What is the best intervention for this increasingly common social phenomenon?
CYBER bullying is a form of bullying carried out through Internet services such as email, chat rooms or web pages or via mobile phone technologies.
It is becoming increasingly common, is distressing to the victim and can be very dangerous.
According to research undertaken by the NSW Department of Education and Training (2007) on the prevalence of cyber bullying, more than two-thirds of adolescents have attempted to conceal non-essential Internet use from parents; one in four have been bullied or harassed online; 17% have used the ‘report’ button on MySpace; and more than half did not know how to seek help.

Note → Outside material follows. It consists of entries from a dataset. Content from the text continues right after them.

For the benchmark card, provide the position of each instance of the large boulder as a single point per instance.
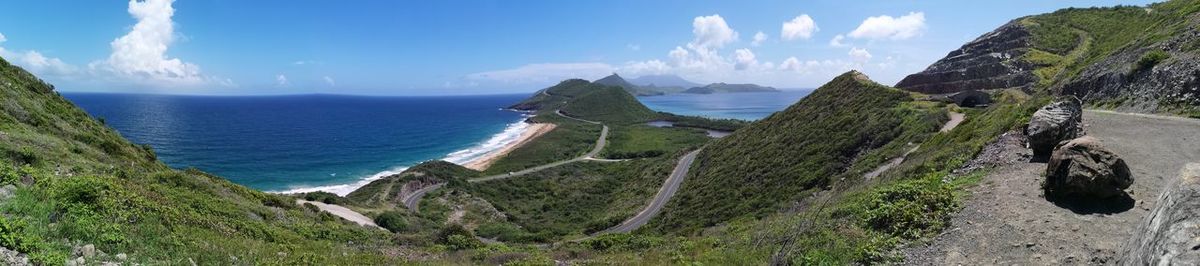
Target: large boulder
(1084, 167)
(1170, 234)
(1054, 124)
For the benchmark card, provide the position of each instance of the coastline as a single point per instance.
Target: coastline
(477, 157)
(532, 132)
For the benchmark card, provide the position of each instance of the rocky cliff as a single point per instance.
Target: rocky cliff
(990, 61)
(1125, 58)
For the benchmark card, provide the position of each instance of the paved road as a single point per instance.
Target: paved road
(669, 188)
(346, 213)
(413, 200)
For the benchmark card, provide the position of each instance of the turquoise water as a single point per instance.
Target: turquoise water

There are many ways in which someone can harass another person using the Internet, email or phone, including sending unwanted messages to torment, upset or threaten them; posting a picture or information that is offensive, defamatory or embarrassing; twisting what the person writes in chat rooms; spreading rumours or excluding them from chatting; logging onto an online forum as someone else and causing mischief.
Cyber stalking or harassment is also a worrying trend that generally involves following a person’s movements across the Internet, visiting the same chat rooms, leaving messages on message boards and sometimes persuading a third party to harass the victim.
We can encourage and support parents and teenagers to follow some simple rules when chatting online. The following advice is provided to high school students by the NSW Police:
- Don’t give out your last name, phone number (home or mobile), private email address, home address, school name, sporting locations you attend or parents’ work location.
- Always be careful when entering information into a blog (it doesn’t take too much to give your identity away); always check your chat profile to make sure it doesn’t include any personal information.
- Never email a picture of yourself to strangers or put a picture of yourself on your chat profile; never activate your webcam to persons you do not know in person or have just met on the Internet; never show yourself naked on webcam or in photos.
- Don’t open up emails, files or webpages that you get from people you don’t really know or trust; never give out your password, except to responsible adults in your family; don’t use a handle or nickname that may attract the wrong attention, e.g. ‘sweet_teen’, ‘sexy_girl’
- Remember, how people are in real life can be very different from how they are online – someone claiming to be a 15-year-old boy may be a 50-year-old man.
Although cyber bullying generally occurs outside the school environment, schools are increasingly affected and therefore instituting a range of appropriate actions.
The single most effective intervention, as with the more traditional types of bullying, is having a ‘whole school policy’ that spells out exactly how the problem is to be tackled.
Schools can raise awareness and understanding by providing professional development for teachers, education sessions for parents and, ideally, frank discussions that involve teachers, parents and students.
There are also curriculum-based measures (for example, ‘values education’, use of stories and drama) and social programs (such as peer mentoring and transition support) that can make a difference.
As clinicians, we all need to be aware of the hazards integral to the use of media technologies – not just screen time with links to obesity, sleep disorders and exposure to risky behaviours, but the possibilities of cyber bullying, especially among our teenage patients.
Dr Susan Towns, FRACP, is head of adolescent medicine at The Children’s Hospital at Westmead, NSW.